¿Quién es usted?
Por María Pérez Vallejo – mariaperezvallejo@gmail.com
Es domingo, suena mi alarma a las 09:00, debo levantarme a terminar cosas del trabajo, mañana tengo reunión a las 06:00. Mi padre está en la cocina intentando preparar café, pero no lo encuentra. Le doy un beso y, en silencio, abro la alacena y saco el tarro del café, que está en la segunda repisa. Lo beso nuevamente. Me pide que compre algo para el desayuno. Al preguntarle qué desea, me responde: “eso tú lo sabes mejor que yo”, y sonríe.
No me baño. Voy al clóset y me pongo ropa de esa que hace años no uso, con la que solía ir al gimnasio. Sé que algunas de las vías están cerradas a esta hora, por lo que voy a la panadería caminando.
Regreso con esos rollos de toda la vida, que son rojos por fuera y vienen con algo dentro que nunca he podido saber qué es. No les encuentro la gracia, pero a él le encantan. Traigo también panes rellenos de varias cosas, pues últimamente su gusto es más cambiante. Compro helado y fruta, sé cuánto le fascina ese combinado media hora después del desayuno, ese capricho no lo ha perdido aún.
“¿Quién es usted?”, me pregunta con extrañeza cuando entro a la biblioteca. Se me arruga el alma cada vez que escucho esa frase. Con suavidad y ternura lo miro y le respondo lo mismo que siempre: “nadie especial, papito querido, alguien que te quiere y se preocupa por ti”. Continúa leyendo el periódico, como si la conversación nunca hubiese existido.
Al cabo de diez minutos de lectura, comienza a contarme que su amigo de la infancia lo llamó anoche. “Te dio el oso de peluche que tienes en tu cama, ¿recuerdas?”, me pregunta. Asiento, pensando cómo puede recordar ese insignificante peluche mientras olvida diariamente que soy su hija.
Después de desayunar, volvemos a la biblioteca y le entrego nuevamente el periódico. Le advierto, que estaré en el comedor terminando asuntos pendientes de la oficina, en caso de que necesite algo. Me abraza y continúa su lectura.
Me siento a trabajar pensando cuánto desearía que mamá estuviera aquí. Seguro ella sabría qué hacer para detener o hacer más llevadera esta cruel enfermedad que cada vez avanza más rápido, que cada día elimina de su cabecita más cosas, más recuerdos, más rostros. Sí. Alicia, mi madre, tendría la solución.

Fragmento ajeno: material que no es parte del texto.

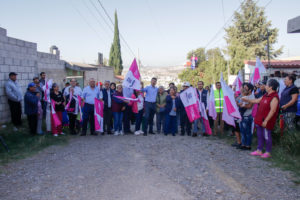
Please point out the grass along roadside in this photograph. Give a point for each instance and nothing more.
(21, 144)
(285, 151)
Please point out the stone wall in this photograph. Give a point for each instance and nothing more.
(23, 58)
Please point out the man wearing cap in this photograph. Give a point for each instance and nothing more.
(185, 123)
(31, 99)
(107, 112)
(150, 105)
(89, 94)
(14, 96)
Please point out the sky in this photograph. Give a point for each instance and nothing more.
(160, 32)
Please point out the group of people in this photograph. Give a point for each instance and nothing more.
(123, 107)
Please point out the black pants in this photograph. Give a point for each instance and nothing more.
(185, 123)
(72, 121)
(32, 123)
(88, 116)
(107, 120)
(15, 112)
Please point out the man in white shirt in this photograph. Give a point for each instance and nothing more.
(89, 94)
(77, 90)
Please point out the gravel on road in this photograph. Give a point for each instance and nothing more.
(141, 168)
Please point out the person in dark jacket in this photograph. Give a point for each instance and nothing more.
(185, 123)
(31, 99)
(172, 103)
(118, 106)
(58, 98)
(107, 96)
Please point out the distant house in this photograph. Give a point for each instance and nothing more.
(277, 68)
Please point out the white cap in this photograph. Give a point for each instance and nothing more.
(187, 84)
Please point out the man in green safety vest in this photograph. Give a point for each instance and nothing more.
(218, 93)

Son las 3 de la tarde. Salgo al jardín y ahí está, sentado, tomando café. De lejos puedo ver en su cara que no sabe qué hace ahí, ni cómo llegó. Se concentra luego, mirando cómo los pajaritos comen todo lo que encuentran en el camino. Me siento a su lado, le cojo su mano y da un pequeño brinco en su sitio, sin embargo, no la retira.
Le pregunto qué hace sentado ahí tan concentrado, me mira y se iluminan sus ojos de la forma en que solo lo hacen cuando se acuerda de ella. “Nada, Alicia”, me responde. “Estoy esperando que nuestra hija llegue. Me dijo que iba por el desayuno y no volvió”.
Lo miro y sonrío. Sí. Le doy una de esas sonrisas amargas. Lo abrazo, lo abrazo fuerte. Poso mi cabeza sobre su hombro y, mientras las lágrimas corren por mis mejillas, le susurro: “tranquilo amor de mi vida, ya vendrá, mientras tanto, esperémosla juntos”.
“No llores porque no te reconoce: sonríele porque tú sabes quién es”.
En homenaje a todos aquellos que sufren de Alzheimer y a sus familias que, incansablemente, siempre están ahí.